There are some countries where linking (in a webpage, web forum, news forum or such) to illegal material is illegal. In other words, just putting a link to illegal material is illegal in itself. As far as I know, this is so at least in the US and Australia, probably in some other countries too.
The big problem with this is that these laws are really fuzzy and they really don't make any sense.
If I post somewhere a link which points directly to an AVI file which contains a copyright-violating video, that's illegal. Seemingly this is so even if I post a link to a webpage which contains a link to such an AVI.
However, what happens if I just post a link to a webpage which only contains links to "illegal" sites? What happens if someone links to this post of mine? Is he doing something illegal too? The number of indirect links can go on forever. How many indirection steps must exist before it becomes legal? One? Two? Ten?
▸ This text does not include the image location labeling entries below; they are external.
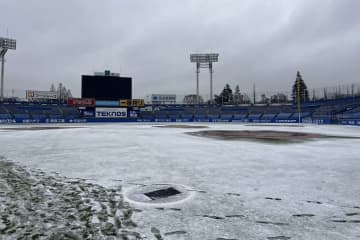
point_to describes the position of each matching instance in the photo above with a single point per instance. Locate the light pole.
(204, 60)
(5, 44)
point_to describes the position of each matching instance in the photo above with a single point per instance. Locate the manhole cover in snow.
(162, 193)
(158, 194)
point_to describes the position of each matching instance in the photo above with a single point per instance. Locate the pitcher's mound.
(259, 135)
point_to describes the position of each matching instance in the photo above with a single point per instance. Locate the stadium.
(111, 164)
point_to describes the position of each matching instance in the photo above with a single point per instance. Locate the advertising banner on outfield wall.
(111, 112)
(33, 94)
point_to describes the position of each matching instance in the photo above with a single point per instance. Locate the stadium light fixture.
(5, 44)
(204, 60)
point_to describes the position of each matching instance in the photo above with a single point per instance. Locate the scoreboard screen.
(106, 87)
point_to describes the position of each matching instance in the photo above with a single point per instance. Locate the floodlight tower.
(204, 60)
(5, 44)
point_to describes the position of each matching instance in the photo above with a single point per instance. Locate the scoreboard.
(132, 103)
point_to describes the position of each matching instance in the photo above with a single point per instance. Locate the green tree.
(225, 97)
(300, 86)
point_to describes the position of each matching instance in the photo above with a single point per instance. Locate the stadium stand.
(343, 111)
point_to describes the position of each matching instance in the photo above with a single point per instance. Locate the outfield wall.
(184, 120)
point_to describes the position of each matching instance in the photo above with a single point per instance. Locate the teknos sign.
(111, 112)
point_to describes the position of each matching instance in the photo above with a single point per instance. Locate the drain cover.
(162, 193)
(158, 194)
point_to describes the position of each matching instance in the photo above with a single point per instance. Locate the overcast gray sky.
(263, 42)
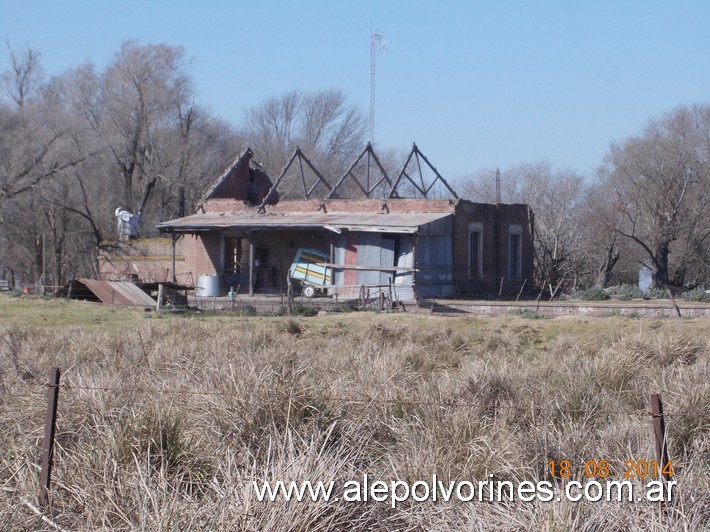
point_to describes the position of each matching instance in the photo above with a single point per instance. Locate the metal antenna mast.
(375, 42)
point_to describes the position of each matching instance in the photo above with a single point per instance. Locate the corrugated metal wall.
(435, 258)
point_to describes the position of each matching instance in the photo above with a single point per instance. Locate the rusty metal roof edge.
(301, 220)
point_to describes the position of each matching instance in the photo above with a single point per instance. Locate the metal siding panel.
(387, 259)
(351, 252)
(434, 260)
(369, 245)
(339, 258)
(404, 259)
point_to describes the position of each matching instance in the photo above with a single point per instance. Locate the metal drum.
(209, 286)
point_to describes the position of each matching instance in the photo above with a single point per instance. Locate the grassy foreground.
(166, 422)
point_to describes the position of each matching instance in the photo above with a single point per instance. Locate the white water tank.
(209, 286)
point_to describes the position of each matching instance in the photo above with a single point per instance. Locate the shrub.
(591, 294)
(527, 313)
(696, 295)
(625, 292)
(656, 293)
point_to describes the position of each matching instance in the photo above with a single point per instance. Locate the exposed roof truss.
(420, 180)
(368, 174)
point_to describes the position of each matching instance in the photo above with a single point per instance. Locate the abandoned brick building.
(412, 234)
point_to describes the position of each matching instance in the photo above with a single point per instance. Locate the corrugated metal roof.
(370, 222)
(118, 293)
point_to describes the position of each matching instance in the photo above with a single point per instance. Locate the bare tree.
(661, 188)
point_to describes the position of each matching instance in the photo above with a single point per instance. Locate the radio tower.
(375, 43)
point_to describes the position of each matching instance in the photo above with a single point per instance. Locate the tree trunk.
(606, 268)
(659, 270)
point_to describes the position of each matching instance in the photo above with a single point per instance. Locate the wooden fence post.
(659, 429)
(49, 432)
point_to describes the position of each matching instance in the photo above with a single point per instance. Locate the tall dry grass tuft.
(167, 426)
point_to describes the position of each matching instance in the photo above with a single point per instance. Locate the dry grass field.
(165, 421)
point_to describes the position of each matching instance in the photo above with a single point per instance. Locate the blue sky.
(475, 84)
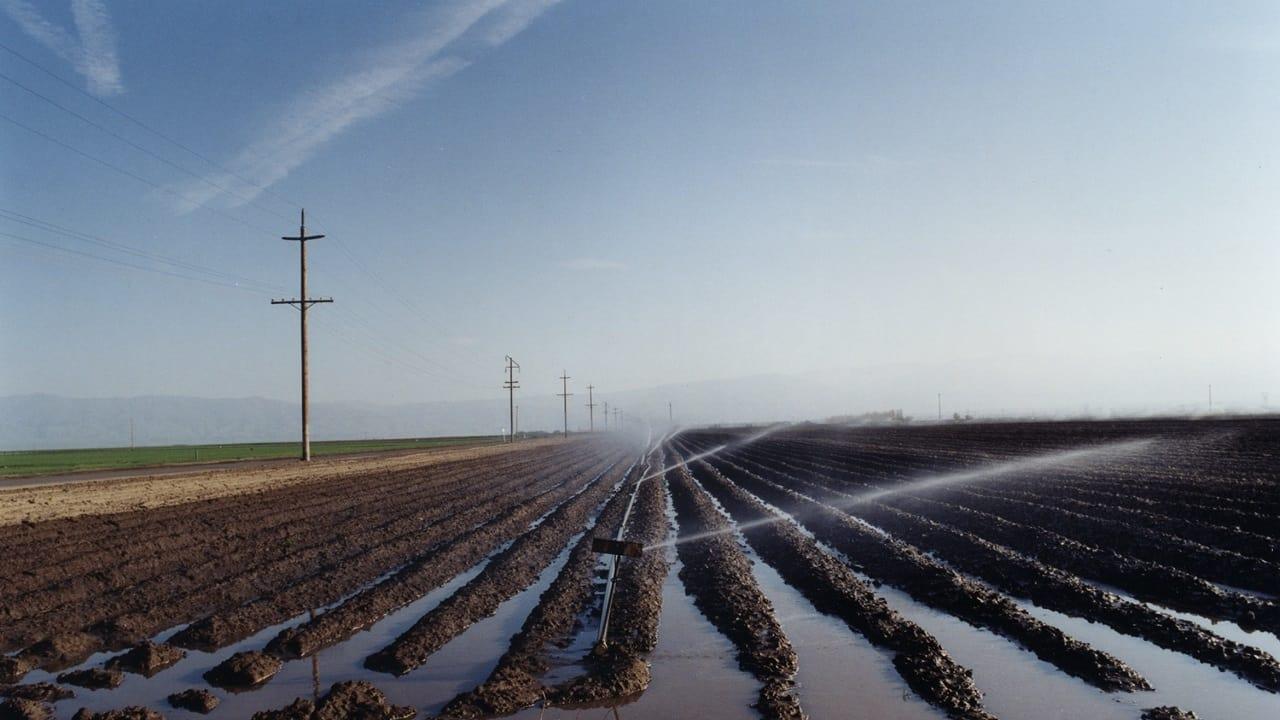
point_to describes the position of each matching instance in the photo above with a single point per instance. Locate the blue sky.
(644, 192)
What happens if I don't give a link to the illegal material, but instead I give verbal instructions on how to find it, for example like "write this search string in google and go to the result which says this and this"?
What happens if person A puts in his homepage a link to the homepage of person B, which contains only legal material, and then much later person B puts illegal material in his homepage, and person A never notices? Is person A a criminal?
And more generically: What happens if illegal material appears in the target site after the link to that site has been posted somewhere? Does the link become illegal and the poster a criminal? How can the poster prove that the site did not contain illegal material at the time he posted the link?
How can someone even know that something is illegal? If a website has, for example, some video in it, and there's absolutely no indication nor hint that the website actually doesn't have rights to distribute that video, how could the average person know that? He could very well post a link to the site without knowing that it's illegal.
The general answer to all these questions is: "It hasn't been tested on court yet." And that's exactly why this kind of law sucks big time: It's fuzzy, unclear and doesn't state specifically and unambiguously what is and isn't legal. How can anyone obey a law which is so unclear and ambiguous? How can it be fair to convict someone on the basis of such a fuzzy law?